French Teachers Are Being Made Frontline Climate Managers

Angelique Chrisafis reported for The Guardian from Paris on June 25 that French education unions urged teachers to strike as national exams moved ahead during a severe heatwave. Authorities closed 3,500 schools, reduced hours at 10,000 more, and kept brevet exams on schedule for more than 850,000 15-year-olds, with classrooms in some places reaching up to 40 degrees Celsius.
School buildings designed for cooler summers — large windows, limited insulation, few air conditioning units, exposed playgrounds — are now being asked to function during heat that strains children, teachers, nurses, examiners, and parents at the same time. The infrastructure has not changed. The summer has.
The government tried to adapt. Education Minister Edouard Geffray said the brevet would take place in the morning, with fewer students per room, water distribution, pauses, and flexible rules for students who needed to cool down. He also said that from next summer, all national exams would be held in the morning rather than the afternoon. Those adjustments are real. They are also the government improvising around infrastructure that no longer fits the climate.
Teachers are being asked to maintain classes, monitor students for heat distress, manage hydration, adjust routines, and preserve exam integrity in rooms that may be physically unsafe. That is labor, even when the job description still calls it education. Several unions said the lack of preparation put the health of staff and students at risk — framing heat adaptation not as an inconvenience but as a workplace safety failure.

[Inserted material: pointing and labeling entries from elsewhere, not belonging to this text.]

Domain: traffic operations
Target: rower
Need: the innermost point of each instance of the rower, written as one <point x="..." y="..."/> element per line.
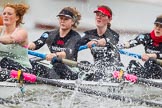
<point x="152" y="43"/>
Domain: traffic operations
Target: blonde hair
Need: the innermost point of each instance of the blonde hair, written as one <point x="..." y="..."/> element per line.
<point x="20" y="10"/>
<point x="77" y="15"/>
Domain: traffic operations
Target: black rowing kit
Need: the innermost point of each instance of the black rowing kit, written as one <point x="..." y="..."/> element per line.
<point x="150" y="68"/>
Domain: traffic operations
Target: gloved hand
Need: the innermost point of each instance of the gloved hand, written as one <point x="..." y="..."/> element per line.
<point x="56" y="60"/>
<point x="123" y="45"/>
<point x="45" y="35"/>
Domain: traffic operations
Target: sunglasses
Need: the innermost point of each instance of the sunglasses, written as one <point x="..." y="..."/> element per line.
<point x="158" y="25"/>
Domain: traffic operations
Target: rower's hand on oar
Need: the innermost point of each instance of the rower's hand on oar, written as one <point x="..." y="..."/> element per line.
<point x="146" y="56"/>
<point x="123" y="45"/>
<point x="31" y="46"/>
<point x="50" y="56"/>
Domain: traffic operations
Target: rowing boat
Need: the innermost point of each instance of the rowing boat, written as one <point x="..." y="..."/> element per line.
<point x="126" y="88"/>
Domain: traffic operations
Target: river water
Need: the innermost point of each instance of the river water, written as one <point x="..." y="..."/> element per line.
<point x="46" y="96"/>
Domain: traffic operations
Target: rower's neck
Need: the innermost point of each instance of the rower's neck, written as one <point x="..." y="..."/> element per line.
<point x="63" y="33"/>
<point x="101" y="30"/>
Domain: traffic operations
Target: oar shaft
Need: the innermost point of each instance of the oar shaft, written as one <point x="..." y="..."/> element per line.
<point x="69" y="62"/>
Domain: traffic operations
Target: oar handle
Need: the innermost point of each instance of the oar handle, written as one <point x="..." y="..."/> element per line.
<point x="69" y="62"/>
<point x="41" y="55"/>
<point x="120" y="51"/>
<point x="85" y="47"/>
<point x="130" y="54"/>
<point x="27" y="77"/>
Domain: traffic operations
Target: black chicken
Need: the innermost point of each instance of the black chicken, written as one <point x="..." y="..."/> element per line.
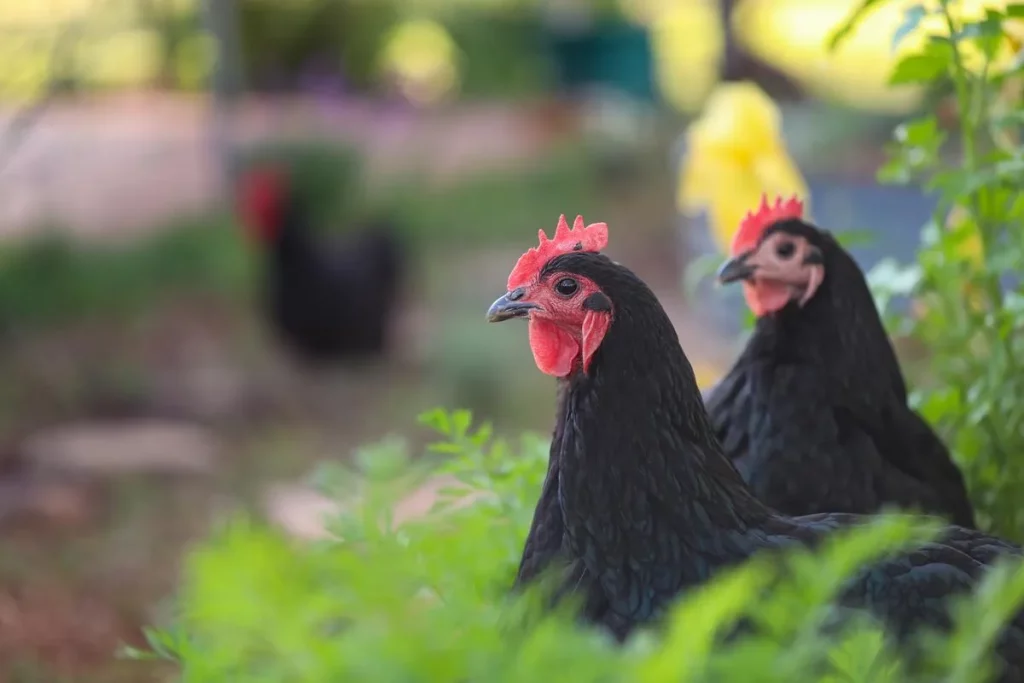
<point x="646" y="503"/>
<point x="329" y="300"/>
<point x="814" y="413"/>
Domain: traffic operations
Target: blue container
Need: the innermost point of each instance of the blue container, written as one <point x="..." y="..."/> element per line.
<point x="614" y="55"/>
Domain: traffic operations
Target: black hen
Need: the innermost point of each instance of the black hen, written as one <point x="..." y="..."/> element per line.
<point x="814" y="413"/>
<point x="647" y="503"/>
<point x="328" y="299"/>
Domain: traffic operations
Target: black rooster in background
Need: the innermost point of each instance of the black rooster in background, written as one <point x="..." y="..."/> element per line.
<point x="814" y="413"/>
<point x="645" y="502"/>
<point x="329" y="299"/>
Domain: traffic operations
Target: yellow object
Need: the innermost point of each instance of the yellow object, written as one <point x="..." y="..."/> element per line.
<point x="124" y="58"/>
<point x="735" y="153"/>
<point x="423" y="56"/>
<point x="707" y="374"/>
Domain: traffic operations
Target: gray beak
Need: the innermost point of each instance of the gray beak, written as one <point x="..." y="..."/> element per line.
<point x="509" y="306"/>
<point x="735" y="269"/>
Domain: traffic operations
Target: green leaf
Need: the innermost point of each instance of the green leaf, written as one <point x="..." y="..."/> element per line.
<point x="911" y="19"/>
<point x="916" y="69"/>
<point x="844" y="30"/>
<point x="853" y="238"/>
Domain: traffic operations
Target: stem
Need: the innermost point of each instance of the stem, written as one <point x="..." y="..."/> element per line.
<point x="970" y="118"/>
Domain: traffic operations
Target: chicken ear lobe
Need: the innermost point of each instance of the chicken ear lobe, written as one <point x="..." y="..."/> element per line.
<point x="595" y="326"/>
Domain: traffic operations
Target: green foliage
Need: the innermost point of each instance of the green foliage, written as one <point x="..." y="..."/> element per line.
<point x="428" y="600"/>
<point x="51" y="278"/>
<point x="54" y="278"/>
<point x="328" y="178"/>
<point x="969" y="305"/>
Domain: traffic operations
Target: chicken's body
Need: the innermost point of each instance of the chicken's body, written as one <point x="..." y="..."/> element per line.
<point x="328" y="299"/>
<point x="649" y="504"/>
<point x="814" y="413"/>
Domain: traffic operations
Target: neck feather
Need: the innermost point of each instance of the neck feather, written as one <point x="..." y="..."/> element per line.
<point x="641" y="470"/>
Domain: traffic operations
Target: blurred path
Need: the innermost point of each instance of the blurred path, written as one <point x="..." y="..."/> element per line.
<point x="108" y="166"/>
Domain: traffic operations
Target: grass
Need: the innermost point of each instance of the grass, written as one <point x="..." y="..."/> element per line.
<point x="52" y="279"/>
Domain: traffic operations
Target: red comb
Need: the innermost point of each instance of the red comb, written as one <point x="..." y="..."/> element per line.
<point x="755" y="224"/>
<point x="591" y="238"/>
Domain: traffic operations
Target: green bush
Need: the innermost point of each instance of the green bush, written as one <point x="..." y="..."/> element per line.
<point x="966" y="283"/>
<point x="429" y="600"/>
<point x="52" y="278"/>
<point x="328" y="177"/>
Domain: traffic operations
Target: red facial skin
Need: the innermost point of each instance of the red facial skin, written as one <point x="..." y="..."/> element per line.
<point x="260" y="201"/>
<point x="777" y="282"/>
<point x="765" y="296"/>
<point x="563" y="335"/>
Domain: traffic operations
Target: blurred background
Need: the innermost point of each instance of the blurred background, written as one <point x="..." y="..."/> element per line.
<point x="180" y="337"/>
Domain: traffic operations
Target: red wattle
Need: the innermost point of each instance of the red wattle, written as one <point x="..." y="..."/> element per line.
<point x="554" y="349"/>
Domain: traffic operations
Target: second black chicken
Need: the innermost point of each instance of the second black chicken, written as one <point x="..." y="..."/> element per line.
<point x="329" y="299"/>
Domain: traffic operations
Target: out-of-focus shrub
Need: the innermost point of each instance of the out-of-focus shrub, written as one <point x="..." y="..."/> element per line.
<point x="966" y="283"/>
<point x="428" y="600"/>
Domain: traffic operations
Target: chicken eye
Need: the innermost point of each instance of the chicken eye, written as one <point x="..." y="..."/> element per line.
<point x="785" y="250"/>
<point x="566" y="287"/>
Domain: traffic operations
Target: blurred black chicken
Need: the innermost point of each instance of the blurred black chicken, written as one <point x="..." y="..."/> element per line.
<point x="329" y="299"/>
<point x="814" y="413"/>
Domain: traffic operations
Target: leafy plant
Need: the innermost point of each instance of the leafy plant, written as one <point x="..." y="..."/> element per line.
<point x="428" y="600"/>
<point x="969" y="310"/>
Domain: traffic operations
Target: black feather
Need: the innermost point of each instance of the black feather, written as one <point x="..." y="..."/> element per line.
<point x="650" y="506"/>
<point x="814" y="413"/>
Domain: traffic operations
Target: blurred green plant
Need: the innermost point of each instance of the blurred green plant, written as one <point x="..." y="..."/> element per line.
<point x="52" y="278"/>
<point x="968" y="303"/>
<point x="428" y="600"/>
<point x="328" y="178"/>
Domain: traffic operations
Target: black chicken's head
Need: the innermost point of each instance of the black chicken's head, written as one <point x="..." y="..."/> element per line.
<point x="568" y="312"/>
<point x="777" y="257"/>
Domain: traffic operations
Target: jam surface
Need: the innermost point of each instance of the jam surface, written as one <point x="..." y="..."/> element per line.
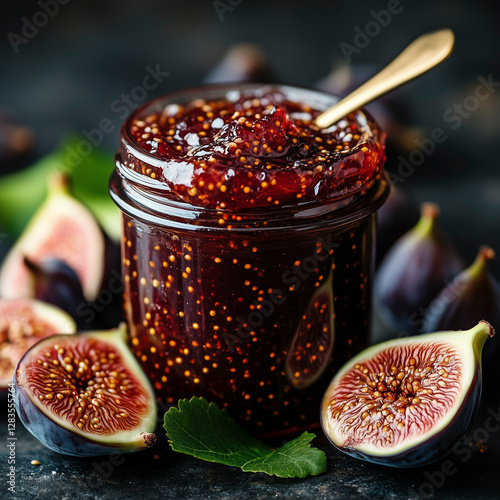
<point x="256" y="149"/>
<point x="253" y="316"/>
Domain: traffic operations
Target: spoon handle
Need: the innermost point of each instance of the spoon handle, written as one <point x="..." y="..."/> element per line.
<point x="420" y="56"/>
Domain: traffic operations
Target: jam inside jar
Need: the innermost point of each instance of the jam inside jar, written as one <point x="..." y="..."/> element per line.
<point x="247" y="246"/>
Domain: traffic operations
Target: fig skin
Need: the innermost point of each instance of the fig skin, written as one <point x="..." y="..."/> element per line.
<point x="23" y="322"/>
<point x="61" y="434"/>
<point x="453" y="409"/>
<point x="301" y="372"/>
<point x="60" y="227"/>
<point x="243" y="62"/>
<point x="394" y="218"/>
<point x="416" y="268"/>
<point x="472" y="295"/>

Students are absorbing a second layer of pressure. Exams determine academic placement and future pathways. When teenagers take those exams in extreme heat, performance becomes tied to building quality and neighborhood conditions. Chrisafis reported that some students said they could not revise in homes that were also heat traps, while officials argued that some children might be safer in schools if their homes were even hotter. Education policy, housing quality, and climate adaptation are now operating inside the same problem.
Power moves from institutions to individuals when infrastructure fails. Teachers cool children with improvised methods. Students try to concentrate through heat stress. Staff carry the practical and emotional burden of a system that has not been retrofitted fast enough to match the summers it is now being asked to manage.
France’s exam conflict is a preview for other countries with older school buildings and hotter summers. The next education equity fight will include ventilation, shade, insulation, cooling access, exam calendars, and worker safety. Schools that cannot adapt will turn climate conditions into another mechanism shaping which students’ outcomes are determined by the buildings around them.